I wanted a decent viewfinder more and my budget didn't stretch to an E-P2 or E-PL2 with an accessory EVF, so I got a G2. The same reason ruled out Sony NEX for me (along with the lack of decent manual controls).
 
I can echo the favourable comments about the adaptors from ceico7. Very well engineered. Some of the best pics taken with my G2 have been with a Canon 50mm FD lens.
 
Micro 4/3rds and Sony NEX only because of the short register distance. You CAN use them on a Canon EOS with a glass adapter (for infinity focusing) but the glass will degrade the image quality and act as a mild teleconverter, slowing the lens.

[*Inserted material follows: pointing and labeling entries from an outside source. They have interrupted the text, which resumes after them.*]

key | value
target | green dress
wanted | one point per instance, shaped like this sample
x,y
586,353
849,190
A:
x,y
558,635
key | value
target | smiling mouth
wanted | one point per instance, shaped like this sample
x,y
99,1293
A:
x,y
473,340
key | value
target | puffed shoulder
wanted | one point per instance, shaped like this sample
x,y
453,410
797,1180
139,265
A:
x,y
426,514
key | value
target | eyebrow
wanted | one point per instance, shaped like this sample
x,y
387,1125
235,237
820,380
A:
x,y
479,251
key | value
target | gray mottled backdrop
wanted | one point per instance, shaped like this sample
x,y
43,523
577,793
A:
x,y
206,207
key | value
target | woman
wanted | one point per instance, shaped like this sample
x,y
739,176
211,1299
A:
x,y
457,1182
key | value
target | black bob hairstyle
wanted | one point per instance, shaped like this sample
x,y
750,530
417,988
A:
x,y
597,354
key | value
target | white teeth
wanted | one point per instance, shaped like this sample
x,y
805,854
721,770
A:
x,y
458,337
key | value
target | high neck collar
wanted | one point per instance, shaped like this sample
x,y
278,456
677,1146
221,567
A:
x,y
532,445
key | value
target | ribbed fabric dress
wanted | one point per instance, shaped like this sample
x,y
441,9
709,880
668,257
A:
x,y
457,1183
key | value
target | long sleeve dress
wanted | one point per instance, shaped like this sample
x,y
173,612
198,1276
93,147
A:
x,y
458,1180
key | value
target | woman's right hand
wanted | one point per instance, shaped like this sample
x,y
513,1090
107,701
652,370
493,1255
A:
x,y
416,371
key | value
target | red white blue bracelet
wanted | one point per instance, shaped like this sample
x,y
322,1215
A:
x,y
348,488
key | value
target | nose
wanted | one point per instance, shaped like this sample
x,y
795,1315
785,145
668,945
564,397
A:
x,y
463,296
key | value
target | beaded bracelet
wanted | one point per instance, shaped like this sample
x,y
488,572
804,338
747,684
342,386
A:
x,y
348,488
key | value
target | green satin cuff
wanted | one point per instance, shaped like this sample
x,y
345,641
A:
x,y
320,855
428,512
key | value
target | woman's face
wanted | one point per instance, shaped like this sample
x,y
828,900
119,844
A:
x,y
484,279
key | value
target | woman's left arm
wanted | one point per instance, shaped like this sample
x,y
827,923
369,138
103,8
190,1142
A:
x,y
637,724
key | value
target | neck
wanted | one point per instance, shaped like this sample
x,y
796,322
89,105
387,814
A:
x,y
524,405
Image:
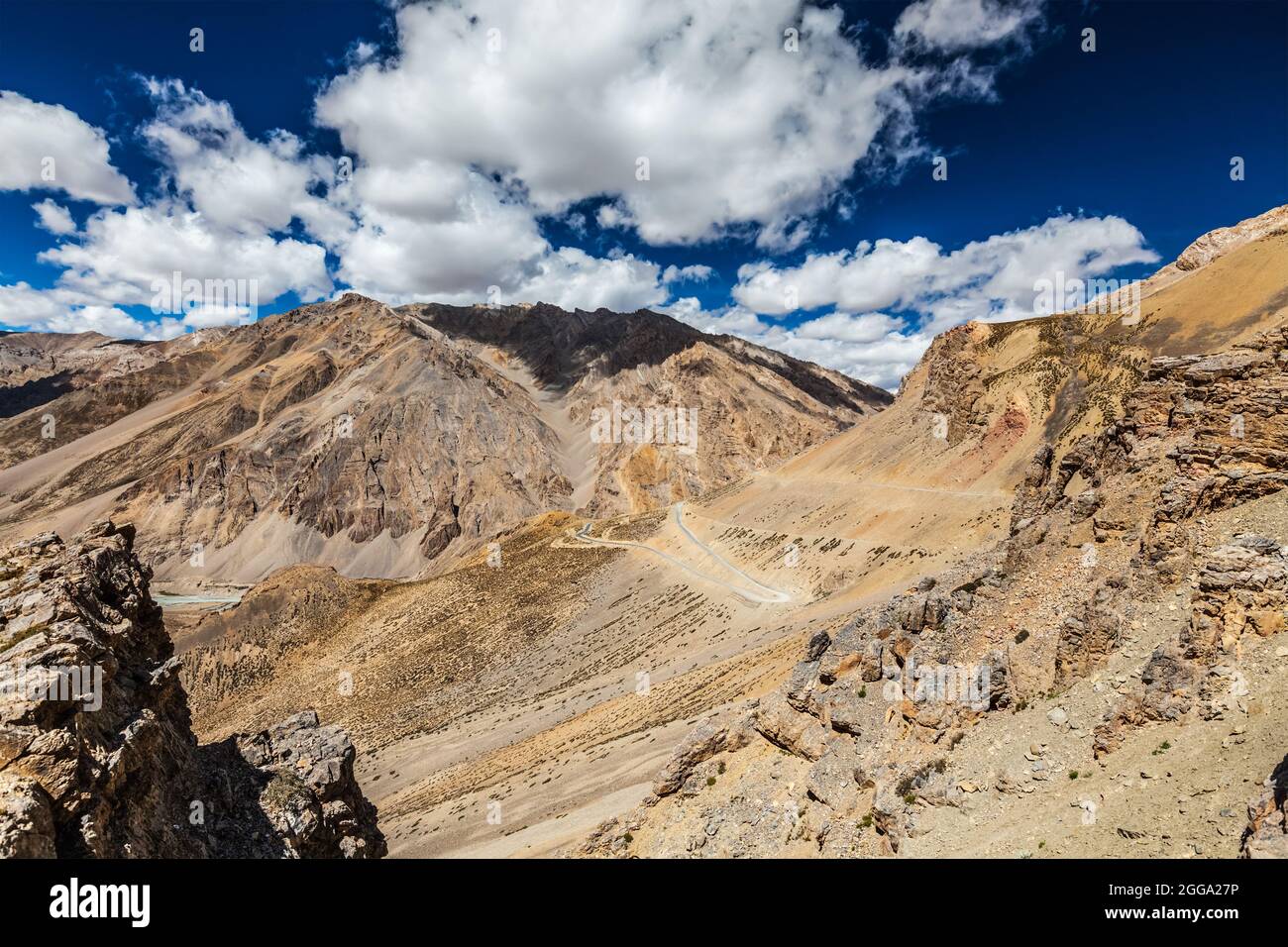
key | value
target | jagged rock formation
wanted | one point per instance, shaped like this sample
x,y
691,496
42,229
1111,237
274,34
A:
x,y
867,723
97,753
1266,835
377,441
39,367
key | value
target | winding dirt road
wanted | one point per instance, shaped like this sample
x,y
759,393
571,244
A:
x,y
760,591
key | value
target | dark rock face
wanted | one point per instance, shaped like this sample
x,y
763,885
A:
x,y
97,751
1266,835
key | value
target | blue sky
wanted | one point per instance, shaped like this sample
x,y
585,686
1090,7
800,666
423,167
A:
x,y
790,191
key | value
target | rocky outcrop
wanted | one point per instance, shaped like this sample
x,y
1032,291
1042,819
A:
x,y
97,751
378,440
1266,835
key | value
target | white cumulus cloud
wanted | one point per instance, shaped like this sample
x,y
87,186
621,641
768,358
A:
x,y
48,147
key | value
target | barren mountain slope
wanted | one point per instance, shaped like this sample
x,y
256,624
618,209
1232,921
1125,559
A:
x,y
519,684
37,368
1122,637
356,436
754,407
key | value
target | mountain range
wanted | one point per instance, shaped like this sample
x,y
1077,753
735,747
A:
x,y
542,639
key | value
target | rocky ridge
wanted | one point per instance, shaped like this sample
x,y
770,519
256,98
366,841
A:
x,y
97,751
851,751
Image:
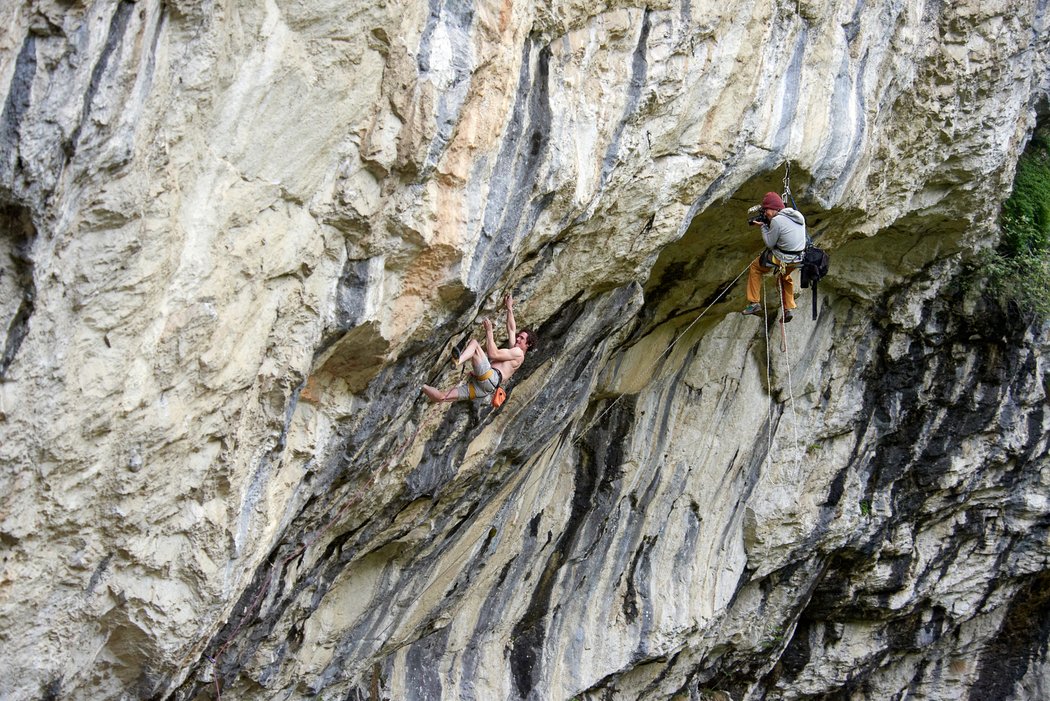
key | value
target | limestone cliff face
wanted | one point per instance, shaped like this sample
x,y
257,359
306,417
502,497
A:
x,y
237,236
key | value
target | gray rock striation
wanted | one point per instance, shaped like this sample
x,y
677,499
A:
x,y
236,237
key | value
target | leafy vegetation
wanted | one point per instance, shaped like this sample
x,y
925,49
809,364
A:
x,y
1019,270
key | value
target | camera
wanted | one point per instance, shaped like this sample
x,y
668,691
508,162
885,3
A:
x,y
756,215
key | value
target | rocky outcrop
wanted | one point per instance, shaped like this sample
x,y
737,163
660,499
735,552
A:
x,y
237,237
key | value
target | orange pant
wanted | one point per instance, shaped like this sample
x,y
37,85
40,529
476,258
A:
x,y
785,283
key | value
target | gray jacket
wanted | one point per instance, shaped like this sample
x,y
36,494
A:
x,y
785,235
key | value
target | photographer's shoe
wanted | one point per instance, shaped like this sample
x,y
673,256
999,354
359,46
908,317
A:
x,y
753,307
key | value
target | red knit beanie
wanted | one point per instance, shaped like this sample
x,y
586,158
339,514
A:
x,y
772,200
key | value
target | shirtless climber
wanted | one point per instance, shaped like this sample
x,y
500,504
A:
x,y
783,232
489,367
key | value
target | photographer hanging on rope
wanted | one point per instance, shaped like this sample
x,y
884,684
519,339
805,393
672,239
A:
x,y
783,232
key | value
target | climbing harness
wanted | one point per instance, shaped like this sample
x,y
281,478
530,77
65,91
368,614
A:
x,y
769,378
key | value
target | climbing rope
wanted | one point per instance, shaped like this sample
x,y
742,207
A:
x,y
791,390
358,494
786,193
354,498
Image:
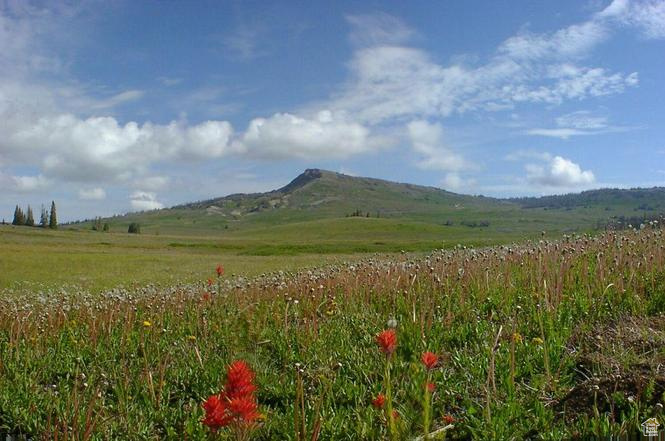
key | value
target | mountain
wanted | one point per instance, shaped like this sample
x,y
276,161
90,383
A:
x,y
323,205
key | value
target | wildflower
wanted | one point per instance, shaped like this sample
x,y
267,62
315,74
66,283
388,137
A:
x,y
236,405
430,360
387,340
244,409
239,380
379,401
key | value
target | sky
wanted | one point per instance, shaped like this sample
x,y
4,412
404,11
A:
x,y
111,107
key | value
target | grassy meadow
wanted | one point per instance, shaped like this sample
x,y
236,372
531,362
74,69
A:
x,y
95,260
546,339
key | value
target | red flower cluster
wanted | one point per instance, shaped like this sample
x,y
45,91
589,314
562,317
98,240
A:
x,y
387,341
236,404
430,360
379,401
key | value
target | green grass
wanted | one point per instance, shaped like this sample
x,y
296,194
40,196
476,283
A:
x,y
552,340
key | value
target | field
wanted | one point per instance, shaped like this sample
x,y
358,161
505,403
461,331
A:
x,y
94,260
547,339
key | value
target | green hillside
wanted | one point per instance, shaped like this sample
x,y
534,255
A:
x,y
323,205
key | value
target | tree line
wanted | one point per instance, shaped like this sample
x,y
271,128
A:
x,y
27,218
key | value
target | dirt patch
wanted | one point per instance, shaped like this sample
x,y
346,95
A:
x,y
619,364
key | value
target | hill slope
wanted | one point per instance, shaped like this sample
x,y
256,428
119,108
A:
x,y
323,205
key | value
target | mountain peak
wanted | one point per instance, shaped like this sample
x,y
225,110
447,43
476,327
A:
x,y
309,175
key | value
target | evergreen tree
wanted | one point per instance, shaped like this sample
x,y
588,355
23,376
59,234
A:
x,y
43,221
97,224
19,216
53,220
30,219
16,216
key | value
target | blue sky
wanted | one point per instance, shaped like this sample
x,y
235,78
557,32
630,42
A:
x,y
109,107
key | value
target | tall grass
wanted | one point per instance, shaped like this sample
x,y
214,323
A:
x,y
138,363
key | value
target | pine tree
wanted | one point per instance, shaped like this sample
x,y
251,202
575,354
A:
x,y
53,221
30,219
19,216
16,216
43,221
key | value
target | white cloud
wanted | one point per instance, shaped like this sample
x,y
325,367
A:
x,y
326,135
559,172
647,16
92,194
578,123
571,42
427,140
99,149
243,42
152,183
391,82
378,29
28,184
563,133
120,98
583,120
145,200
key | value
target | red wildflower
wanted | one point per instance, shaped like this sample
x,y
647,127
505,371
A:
x,y
387,340
448,419
236,404
244,409
430,359
239,380
379,401
216,415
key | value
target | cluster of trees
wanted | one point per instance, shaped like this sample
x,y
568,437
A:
x,y
97,225
476,224
27,218
359,213
627,222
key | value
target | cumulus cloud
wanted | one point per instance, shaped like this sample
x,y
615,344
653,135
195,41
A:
x,y
326,135
101,149
559,172
378,29
145,200
647,16
92,194
427,141
28,184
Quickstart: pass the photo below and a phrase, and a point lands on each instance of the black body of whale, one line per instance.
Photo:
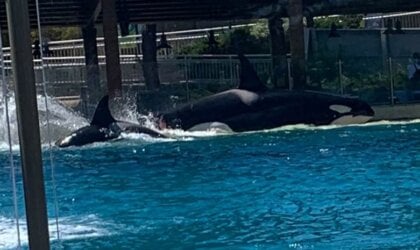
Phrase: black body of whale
(253, 107)
(103, 127)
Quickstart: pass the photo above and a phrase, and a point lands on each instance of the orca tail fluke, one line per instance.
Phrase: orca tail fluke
(102, 117)
(249, 79)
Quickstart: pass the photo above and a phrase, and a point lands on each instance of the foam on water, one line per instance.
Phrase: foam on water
(72, 227)
(61, 120)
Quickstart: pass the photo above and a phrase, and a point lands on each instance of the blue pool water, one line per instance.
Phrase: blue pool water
(296, 188)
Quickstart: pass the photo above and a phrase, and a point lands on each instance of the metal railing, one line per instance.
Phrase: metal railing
(131, 45)
(376, 80)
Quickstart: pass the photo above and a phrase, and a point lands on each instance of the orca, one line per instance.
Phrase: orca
(252, 106)
(103, 127)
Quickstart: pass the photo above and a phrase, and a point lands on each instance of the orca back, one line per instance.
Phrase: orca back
(249, 79)
(102, 117)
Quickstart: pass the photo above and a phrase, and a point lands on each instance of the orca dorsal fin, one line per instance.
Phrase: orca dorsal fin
(102, 117)
(248, 78)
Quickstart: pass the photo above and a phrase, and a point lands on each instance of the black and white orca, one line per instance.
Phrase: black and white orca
(103, 127)
(253, 107)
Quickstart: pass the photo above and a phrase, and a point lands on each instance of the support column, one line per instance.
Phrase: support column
(150, 67)
(297, 43)
(278, 52)
(28, 123)
(94, 90)
(112, 53)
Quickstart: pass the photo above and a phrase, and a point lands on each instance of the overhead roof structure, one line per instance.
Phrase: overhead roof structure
(77, 12)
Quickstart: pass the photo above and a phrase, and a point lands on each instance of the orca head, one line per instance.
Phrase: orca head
(101, 128)
(102, 117)
(350, 111)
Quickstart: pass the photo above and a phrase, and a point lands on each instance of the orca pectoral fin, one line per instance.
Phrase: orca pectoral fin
(144, 130)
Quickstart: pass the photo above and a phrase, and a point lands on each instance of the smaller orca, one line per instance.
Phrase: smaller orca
(103, 127)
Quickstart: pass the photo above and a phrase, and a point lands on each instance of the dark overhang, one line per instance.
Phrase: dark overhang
(78, 12)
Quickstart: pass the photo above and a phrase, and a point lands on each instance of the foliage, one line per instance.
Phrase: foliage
(346, 21)
(58, 33)
(251, 40)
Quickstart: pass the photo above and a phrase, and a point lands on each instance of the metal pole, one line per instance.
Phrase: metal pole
(340, 76)
(391, 81)
(28, 123)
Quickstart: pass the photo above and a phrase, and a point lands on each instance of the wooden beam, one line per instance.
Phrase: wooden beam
(297, 44)
(112, 54)
(28, 123)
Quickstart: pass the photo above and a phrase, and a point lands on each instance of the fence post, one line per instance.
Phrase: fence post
(391, 80)
(340, 76)
(289, 72)
(186, 78)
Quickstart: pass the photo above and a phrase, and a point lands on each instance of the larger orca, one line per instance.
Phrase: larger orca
(103, 127)
(253, 107)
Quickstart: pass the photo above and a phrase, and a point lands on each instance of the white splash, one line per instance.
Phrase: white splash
(61, 120)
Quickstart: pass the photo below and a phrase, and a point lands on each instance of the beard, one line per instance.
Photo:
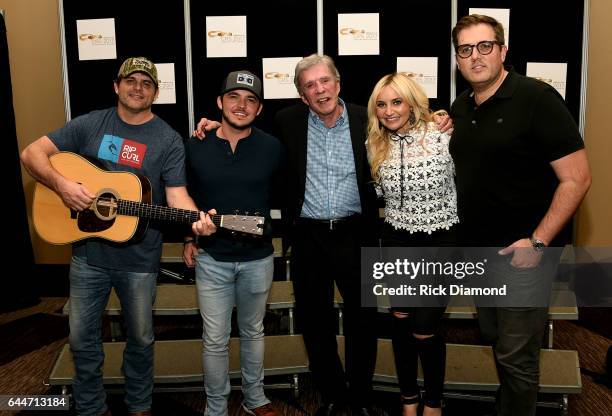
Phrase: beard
(245, 125)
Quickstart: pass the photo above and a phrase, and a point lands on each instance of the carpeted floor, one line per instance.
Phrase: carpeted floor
(31, 339)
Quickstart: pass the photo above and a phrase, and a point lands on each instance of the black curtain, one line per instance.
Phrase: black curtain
(16, 288)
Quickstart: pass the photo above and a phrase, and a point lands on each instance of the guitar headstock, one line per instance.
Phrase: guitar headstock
(248, 224)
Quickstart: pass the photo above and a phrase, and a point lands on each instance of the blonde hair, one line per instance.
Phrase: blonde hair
(378, 136)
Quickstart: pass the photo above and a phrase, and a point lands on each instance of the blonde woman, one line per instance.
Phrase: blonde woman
(413, 172)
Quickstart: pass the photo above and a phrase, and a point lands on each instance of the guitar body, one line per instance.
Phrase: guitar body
(58, 224)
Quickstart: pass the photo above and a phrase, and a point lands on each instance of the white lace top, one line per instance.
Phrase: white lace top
(417, 182)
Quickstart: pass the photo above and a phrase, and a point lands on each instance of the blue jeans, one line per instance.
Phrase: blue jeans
(221, 285)
(90, 288)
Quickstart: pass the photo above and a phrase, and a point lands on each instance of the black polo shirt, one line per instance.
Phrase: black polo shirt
(502, 151)
(234, 181)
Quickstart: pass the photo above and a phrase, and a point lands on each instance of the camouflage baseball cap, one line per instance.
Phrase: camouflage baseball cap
(138, 64)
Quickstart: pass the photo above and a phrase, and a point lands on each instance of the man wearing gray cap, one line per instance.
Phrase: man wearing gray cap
(128, 137)
(233, 168)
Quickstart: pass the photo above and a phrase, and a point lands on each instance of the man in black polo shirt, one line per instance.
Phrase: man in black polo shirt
(521, 172)
(233, 169)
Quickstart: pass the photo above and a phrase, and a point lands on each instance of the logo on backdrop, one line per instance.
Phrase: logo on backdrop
(358, 33)
(226, 36)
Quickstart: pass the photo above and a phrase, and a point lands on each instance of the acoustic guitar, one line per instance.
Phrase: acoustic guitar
(121, 210)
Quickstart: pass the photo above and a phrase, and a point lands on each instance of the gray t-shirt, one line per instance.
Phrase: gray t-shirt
(153, 150)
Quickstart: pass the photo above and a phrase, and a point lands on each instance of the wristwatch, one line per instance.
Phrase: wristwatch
(538, 245)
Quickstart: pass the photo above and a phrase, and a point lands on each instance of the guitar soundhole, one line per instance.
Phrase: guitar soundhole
(105, 205)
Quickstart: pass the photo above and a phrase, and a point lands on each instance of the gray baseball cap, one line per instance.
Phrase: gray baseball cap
(242, 80)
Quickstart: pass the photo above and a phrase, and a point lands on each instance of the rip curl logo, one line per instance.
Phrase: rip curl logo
(122, 151)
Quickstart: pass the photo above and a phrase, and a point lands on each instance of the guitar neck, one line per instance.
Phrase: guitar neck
(157, 212)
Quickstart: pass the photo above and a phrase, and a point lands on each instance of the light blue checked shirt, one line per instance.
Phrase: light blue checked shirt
(331, 182)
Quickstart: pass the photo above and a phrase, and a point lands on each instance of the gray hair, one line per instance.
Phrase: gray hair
(311, 61)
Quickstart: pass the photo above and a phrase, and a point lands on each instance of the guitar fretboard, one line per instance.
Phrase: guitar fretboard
(156, 212)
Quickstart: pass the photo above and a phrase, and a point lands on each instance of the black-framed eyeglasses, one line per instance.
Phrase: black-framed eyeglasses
(483, 47)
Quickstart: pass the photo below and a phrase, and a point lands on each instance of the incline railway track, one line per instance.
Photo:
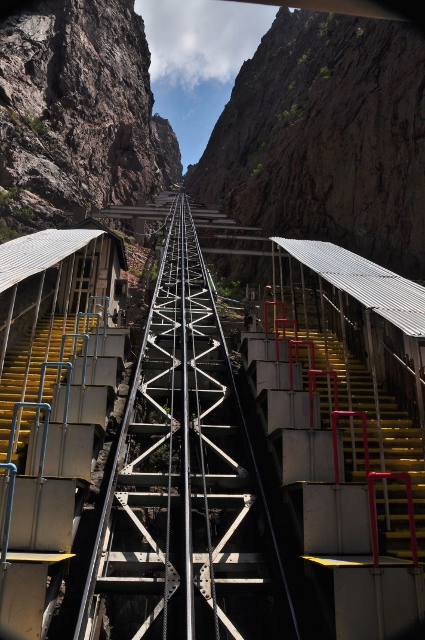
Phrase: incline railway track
(186, 547)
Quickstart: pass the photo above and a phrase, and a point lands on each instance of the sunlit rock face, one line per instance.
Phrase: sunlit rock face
(76, 107)
(167, 148)
(323, 138)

I use the 35/2 SSC FD on my Nex-5 (with 1.5x crop factor, as opposed to the 2x crop factor of the Panasonic and Olympus models). I've also go the 20/2.8 which is great, and the 100/2.8 and 70-210/4, but I haven't used those yet.
 
Is that the f/16 concave front element one or the later f/22? How does it work for you?

I have my eye on one at the moment.

Mine's the f16 version, and it seems useful for street stuff, although it's quite large:


Southampton street party (1) by ManualFocus-G, on Flickr


Southampton street party (2) by ManualFocus-G, on Flickr


Southampton street party (5) by ManualFocus-G, on Flickr


Southampton street party (7) by ManualFocus-G, on Flickr


Southampton street party (9) by ManualFocus-G, on Flickr
 
Hi everyone, thanks so much for the replies, all very useful indeed. Thanks Rob for your links, the skyscraper ones are excellent. I had thought of using an adapter with my 30d, but I think I would prefer it on a micro 4/3 body, I like the nex 5 but thats to much. Considering I need to try and save money for a flash, might have to see if I can save towards a g1, I have always liked the g series and always wanted 1. One lens I am looking forward to trying is my Kiron 105mm f2.8 macro. Also I think the 35-105 f3.5 would give some good results. It's about time they got an airing.
 
I have an OM Zuiko 28mm f/2.8 and a Konica 40mm f/1.8 lens for my E-P1. If I'm being perfectly honest, I wouldn't say it's ideal. Getting sharp focus on moving objects requires a lot of practice. On my E-P1, using the manual focus assist is a bit annoying, as the little green box to indicate where you want to zoom in moves really slowly, so you have to press loads of times to move to the area you want.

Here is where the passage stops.